The officials were leaning toward outlawing this modification since none of the current rules covered that part of the car. I had a talk with the top official and explained in detail what was being done and why. I told him that rather than ban the practice, he would do much better allowing all of the teams to make the modification and that the cars would then turn better and he would have a better show as a result.

He was actually glad I came by and said he had been confused at why the teams were doing that. Now that he understood, he agreed to allow the teams to go ahead and modify the air boxes without restrictions.

Most track officials and owners are in need of this kind of information so that they can make intelligent decisions regarding suspension rules. If everyone in a particular class at your racetrack met with the officials and explained why a change in the rules was needed, and how it would benefit all, they would be hard pressed to say no without appearing unreasonable.

What Specifically Needs To Change
The following are areas where the racer should be allowed to make changes. The costs are relatively low and most of the work involves labor, a commodity that is readily available with most racers. The building of the car requires a lot of labor involving cutting and welding, so a few more hours is not too much to ask.

Modifying the upper control arm mounts. This can be defined as lowering the existing mounts or allowing aftermarket adjustable upper mounts to be welded onto the chassis.

Allow the use of aftermarket upper control arms of various lengths so that the racer can modify the cambers and Moment Center location more easily.

Allowing aftermarket mono-ball joints and/or extended-shaft ball joints to help reposition the Moment Centers and reduce camber change. A step further here would be to allow aftermarket spindles.

Allow modifications to the upper control arm if it's to remain stock. This is required to eliminate binding when increasing the upper control arm angles.

Allow the teams to install weight jacking systems in the front and/or rear end of the car so that the crossweight (bite or left rear weight) can be adjusted for handling balance.

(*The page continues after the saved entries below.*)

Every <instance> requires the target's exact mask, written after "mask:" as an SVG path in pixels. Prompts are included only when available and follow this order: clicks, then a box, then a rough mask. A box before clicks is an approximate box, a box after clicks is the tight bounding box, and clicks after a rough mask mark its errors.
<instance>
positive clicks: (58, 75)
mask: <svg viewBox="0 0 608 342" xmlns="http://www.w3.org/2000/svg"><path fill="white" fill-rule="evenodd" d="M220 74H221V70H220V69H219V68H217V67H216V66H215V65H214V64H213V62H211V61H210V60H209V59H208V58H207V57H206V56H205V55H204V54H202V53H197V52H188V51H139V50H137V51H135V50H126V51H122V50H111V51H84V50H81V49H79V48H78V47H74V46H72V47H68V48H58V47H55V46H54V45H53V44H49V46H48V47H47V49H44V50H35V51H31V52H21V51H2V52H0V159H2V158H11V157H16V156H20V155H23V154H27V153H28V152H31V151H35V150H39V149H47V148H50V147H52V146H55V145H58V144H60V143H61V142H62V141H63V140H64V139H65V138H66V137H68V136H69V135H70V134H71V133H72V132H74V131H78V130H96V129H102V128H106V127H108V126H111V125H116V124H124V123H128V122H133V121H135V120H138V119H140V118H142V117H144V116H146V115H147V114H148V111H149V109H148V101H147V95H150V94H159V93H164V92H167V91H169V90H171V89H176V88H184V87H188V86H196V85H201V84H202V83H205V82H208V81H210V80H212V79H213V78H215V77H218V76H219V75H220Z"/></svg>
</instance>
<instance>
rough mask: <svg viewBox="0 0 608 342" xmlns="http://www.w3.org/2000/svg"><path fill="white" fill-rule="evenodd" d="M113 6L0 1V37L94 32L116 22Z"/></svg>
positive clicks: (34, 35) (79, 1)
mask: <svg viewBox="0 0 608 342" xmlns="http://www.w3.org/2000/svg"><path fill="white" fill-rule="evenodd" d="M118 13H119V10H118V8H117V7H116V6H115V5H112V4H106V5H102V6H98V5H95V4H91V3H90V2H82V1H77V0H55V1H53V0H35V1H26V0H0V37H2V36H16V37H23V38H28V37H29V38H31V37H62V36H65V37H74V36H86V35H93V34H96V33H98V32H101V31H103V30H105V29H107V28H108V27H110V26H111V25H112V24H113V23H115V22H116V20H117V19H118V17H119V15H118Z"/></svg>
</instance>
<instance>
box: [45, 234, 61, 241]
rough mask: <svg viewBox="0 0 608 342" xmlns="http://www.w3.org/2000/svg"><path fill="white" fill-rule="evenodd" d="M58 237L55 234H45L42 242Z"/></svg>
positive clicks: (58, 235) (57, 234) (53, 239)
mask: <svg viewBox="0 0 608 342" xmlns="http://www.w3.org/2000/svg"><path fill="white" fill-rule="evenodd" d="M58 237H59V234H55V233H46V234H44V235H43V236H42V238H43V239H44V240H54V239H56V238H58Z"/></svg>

These desired modifications seem so simple when we really take a look at them. I'm of the opinion that if all of the racers went ahead and made the changes, the track officials would be hard pressed to throw everyone out. Call it civil disobedience or call it standing up for what's right, but by all means, let your officials, and especially the track owner and promoter, know how you feel. Feel free to show them this article, and email or call the magazine if they have any questions.

We need the entry level classes and when these cars are designed right, it can be very good racing both from inside the car as well as when viewed from the grandstands. Then the cars will compete based on superior setups and the driver's skill level. Isn't that the way it is supposed to be?